Picking up the pieces – A look at how to run post incident reviews.

We all know that the beautiful world of software is like a basketball balanced on a Jenga game. It’s fine while it’s fine but all it takes is a semi colon in the wrong place, a bad database failover or some unlucky road worker to cut a cable and the whole world comes crashing down. Fortunately we’re all good people and when the pieces are on the floor we pull together and get it all balanced again. But then what?

It’s not good enough to just forget about it. Sweep it under the run and pretend it never happened. Production incidents are part of life. More than that, they are great learning opportunities. By examining what went wrong and identifying the contributing factors, we can not only learn how to prevent this happening again, but also pre-empt other issues within our system.

This talk looks at the strategies for Post Incident Review starting with the common place practices including the Fishbone Diagrams, Sticky Note Brainstorming and the Five Whys methods of root cause analysis. This talk will go beyond these practices to show how leveraging modern monitoring practices along side ChatOps we can the contributing factors, not just a single cause.

These contributing factors can be used to find actionable outcomes that not only help prevent the same thing happening again but feed back into the incident life cycle to make the team better prepared to Detect, Respond to, Remediate and Analyse the next incident.

Last year on Christmas Eve, Klee got a phone call and had to jump onto his laptop and fix problems… glass of champagne in hand. But he realised this kept happening and needed to change.

Like any other team, NIB are trying their best to do a good job, with all the buzzwords (agile, pairing, TDD, CI/CD, devops…). But like everyone else, customers always want more and legacy code keeps growing. Things will inevitably go wrong. You need to build a culture that copes with failure and is prepared to recover.
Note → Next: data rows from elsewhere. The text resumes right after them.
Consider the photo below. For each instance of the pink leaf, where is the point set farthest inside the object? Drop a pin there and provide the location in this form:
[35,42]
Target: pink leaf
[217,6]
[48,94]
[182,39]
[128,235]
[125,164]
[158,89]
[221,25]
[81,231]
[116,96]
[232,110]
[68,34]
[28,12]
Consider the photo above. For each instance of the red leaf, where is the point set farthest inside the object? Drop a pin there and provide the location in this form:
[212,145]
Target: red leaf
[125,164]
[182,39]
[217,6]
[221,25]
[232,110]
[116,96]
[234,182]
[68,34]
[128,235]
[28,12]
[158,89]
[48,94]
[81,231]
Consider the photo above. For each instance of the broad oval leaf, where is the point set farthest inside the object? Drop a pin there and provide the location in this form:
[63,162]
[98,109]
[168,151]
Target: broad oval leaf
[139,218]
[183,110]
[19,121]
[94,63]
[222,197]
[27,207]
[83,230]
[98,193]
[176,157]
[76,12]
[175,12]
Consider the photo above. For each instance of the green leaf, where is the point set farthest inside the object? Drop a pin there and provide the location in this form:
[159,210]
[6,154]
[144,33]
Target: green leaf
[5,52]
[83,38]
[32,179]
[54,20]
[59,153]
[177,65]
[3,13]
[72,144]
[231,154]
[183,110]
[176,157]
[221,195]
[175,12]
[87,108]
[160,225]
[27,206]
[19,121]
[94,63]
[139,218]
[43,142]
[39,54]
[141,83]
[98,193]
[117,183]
Post incident review determines if you learn from incidents or not.

Incident life cycle:

  • detection – working out that something is happening
  • response – you work out what you’re going to do
  • resolution – going ahead with a fix
  • analysis – pulling apart what happened (this feeds into all the other steps in the life cycle)
  • readiness – preparation for next time
  • …then back to detection

When should you run a PIR? ASAP! Within 2 days. People forget very quickly and replace real memories with their own version of events. Run PIRs regularly, on smaller incidents as well as big ones – so you’re practised and know what to do.

The path to a great PIR

Root cause analysis – get right down to the thing caused the system to break; and the best solution is the Five Whys technique. Keep asking ‘why’ until you get past the surface reasons for an incident. But beware of blaming an individual; and beware that the people you ask will determine the answer you reach. Blame culture leads to fear; and fear leads to people hiding what really went on.

Blame is weird. People don’t blame one person for a big project’s success, so why do we blame a single person for a big project’s failures?
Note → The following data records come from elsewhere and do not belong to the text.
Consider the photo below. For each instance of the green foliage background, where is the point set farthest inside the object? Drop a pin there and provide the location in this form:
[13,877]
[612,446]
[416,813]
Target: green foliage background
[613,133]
Blame the process, not the people. – Edward Deming

Go back to Norm Kerth’s prime directive:

Regardless of what we discover, we understand and truly believe that everyone did the best job they could, given what they knew at the time, their skills and abilities, the resources available, and the situation at hand.

A good tool is a fishbone (Ishikawa) diagram, that lets you identify primary and secondary causes for a specific problem.

But you have to guard against biases:

  • anchoring – the first piece of evidence is the most relevant
  • availability – I can think of it so it’s true (juniors do this a lot)
  • bandwagon effect – getting swept up in the crowd
  • others – hindsight, outcome, confirmation

…many of them quickly lead back to blame culture. Yet again go with the prime directive of retros.

Other useful things to do:

  • Create a TLDR summary of an incident and its resolution.
  • Create a timeline of events, with multiple points of view.
  • Elaborate
    • don’t hide what happened
    • don’t ask ‘why X happened’ if you can instead ask ‘what contributed to X happening’, the factors that led to a decision rather than the decision itself

Key metrics:

  • who was involved
  • time to acknowledge
  • time to resolve
  • severity

Remember to go through what went well – something has gone well, because you’re in a PIR and not still trying to fix it!

Action items:

  • Document them as they come up
  • Identify impact and urgency
  • Commit to some but usually not all
  • Actually do the ones you commit to – put them into tickets and schedule them
  • Feed back into all stages of the life cycle

If you can do all this well, your post-mortem can become a pre-mortem: something that will help you avoid doing this again.